ZwClose is a generic routine that operates on any type of object.
Closing an open handle for an object causes that handle to become invalid. The reference count for the object handle is decremented and object retention checks are performed.
A named object is not actually deleted until all of its valid handles are closed and no referenced pointers remain.
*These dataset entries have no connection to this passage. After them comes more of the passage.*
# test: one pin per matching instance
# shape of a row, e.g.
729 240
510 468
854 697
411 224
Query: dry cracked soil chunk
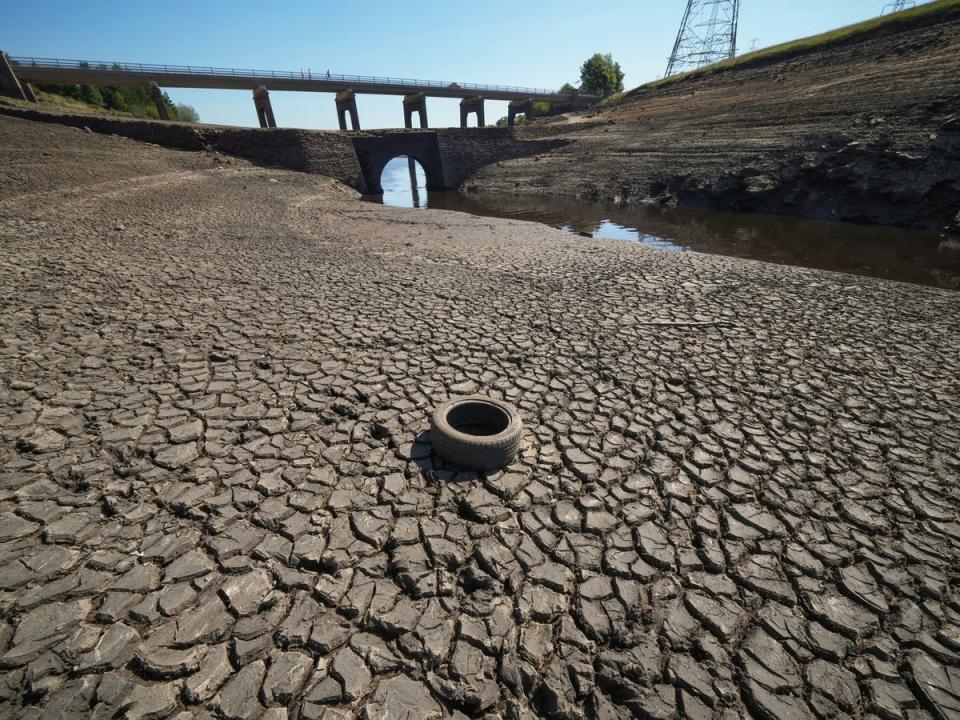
218 496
Drivers must close every handle they open once the handle is no longer required. Kernel handles, which are handles opened from a system thread or with the OBJ_KERNEL_HANDLE flag specified, can only be closed when the previous processor mode is KernelMode (see ExGetPreviousMode). This is true for a system thread, or while inside a dispatch routine for an IRP issued from kernel-mode.
For example, a handle returned by ZwCreateKey to a DriverEntry routine, which executes in a system process, cannot be subsequently used by the same driver's dispatch routines, which usually execute either in the context of the thread issuing the current I/O request or, for lower-level drivers, in an arbitrary thread context.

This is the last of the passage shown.